Having observed this reaction, the Rebbe asked to speak in private with the more senior of the two officers, Colonel Amram Mitzna. The rest of us moved aside, and later on, Mitzna filled us in on what had happened next. The Rebbe told him that the information he had about the secret base hadn’t come from me. To make clear that he had his own sources of information – even for things we didn’t imagine he knew – the Rebbe proceeded to reveal some other personal matter that only Mitzna himself and one other person was privy to. Without sharing specifics, Mitzna related all of this to us in utter astonishment.
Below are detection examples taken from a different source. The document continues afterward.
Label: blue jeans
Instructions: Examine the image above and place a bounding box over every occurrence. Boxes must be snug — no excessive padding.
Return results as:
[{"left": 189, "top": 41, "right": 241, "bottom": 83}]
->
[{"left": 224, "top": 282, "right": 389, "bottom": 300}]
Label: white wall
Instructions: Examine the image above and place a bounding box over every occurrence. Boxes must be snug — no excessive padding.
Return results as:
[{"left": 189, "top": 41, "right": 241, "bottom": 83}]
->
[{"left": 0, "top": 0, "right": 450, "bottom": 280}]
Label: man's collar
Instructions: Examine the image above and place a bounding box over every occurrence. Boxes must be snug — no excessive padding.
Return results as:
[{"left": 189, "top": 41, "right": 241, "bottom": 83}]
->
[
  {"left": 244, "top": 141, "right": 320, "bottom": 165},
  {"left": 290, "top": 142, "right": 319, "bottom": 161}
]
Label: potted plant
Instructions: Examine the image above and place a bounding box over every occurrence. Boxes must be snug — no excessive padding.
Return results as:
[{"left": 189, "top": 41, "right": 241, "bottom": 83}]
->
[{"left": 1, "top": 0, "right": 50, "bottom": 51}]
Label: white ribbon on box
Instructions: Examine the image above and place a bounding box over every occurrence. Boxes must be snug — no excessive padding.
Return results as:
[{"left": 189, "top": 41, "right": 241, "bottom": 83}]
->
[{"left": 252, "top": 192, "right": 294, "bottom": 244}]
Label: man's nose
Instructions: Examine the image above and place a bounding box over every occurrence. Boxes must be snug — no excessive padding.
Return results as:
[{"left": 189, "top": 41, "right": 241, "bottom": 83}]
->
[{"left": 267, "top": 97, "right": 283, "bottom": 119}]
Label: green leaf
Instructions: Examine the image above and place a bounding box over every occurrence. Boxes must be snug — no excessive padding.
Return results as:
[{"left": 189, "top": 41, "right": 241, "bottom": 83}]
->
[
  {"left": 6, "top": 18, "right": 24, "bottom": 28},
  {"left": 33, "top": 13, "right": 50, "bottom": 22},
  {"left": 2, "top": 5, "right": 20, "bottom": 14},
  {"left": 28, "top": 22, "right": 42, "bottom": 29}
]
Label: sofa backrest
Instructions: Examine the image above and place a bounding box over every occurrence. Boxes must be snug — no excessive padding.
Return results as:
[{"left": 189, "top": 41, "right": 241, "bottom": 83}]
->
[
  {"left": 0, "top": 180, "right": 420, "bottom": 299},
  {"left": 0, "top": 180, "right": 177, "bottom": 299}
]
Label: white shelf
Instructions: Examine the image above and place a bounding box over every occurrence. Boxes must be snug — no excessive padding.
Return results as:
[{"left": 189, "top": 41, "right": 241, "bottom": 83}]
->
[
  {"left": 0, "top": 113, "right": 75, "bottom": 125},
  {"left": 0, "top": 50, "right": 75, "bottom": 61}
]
As the Rebbe spoke quietly to Mitzna, we looked on from the side. He had been curt but courteous until that point, and now I couldn’t help but be impressed by the gentle, amiable manner with which he discussed the situation.

All of us left feeling uplifted; excited to have had the fortune of meeting this great man. I have remained in touch with the others in the group, and they all say that their impressions from that audience have remained with them over the years.

I have merited to spend significant time in the households of several outstanding Torah sages and Jewish leaders; the sense of elevation and holiness that I felt in the Rebbe’s presence, however, was unique. For the Rebbe, I saw, everything was revealed. I get another shiver remembering it now.

Rabbi Binyamin Elias served as rabbi of the Merchav Shlomo Command during the Sinai withdrawal that took place following Israel’s peace deal with Egypt. Today he is the head of the Avir Yakov Torah institutions in Emanuel, Israel. He was interviewed in November 2010.

Editor’s note: The Hebrew version of this story was approved for publication by Israel’s military censor, with some details redacted.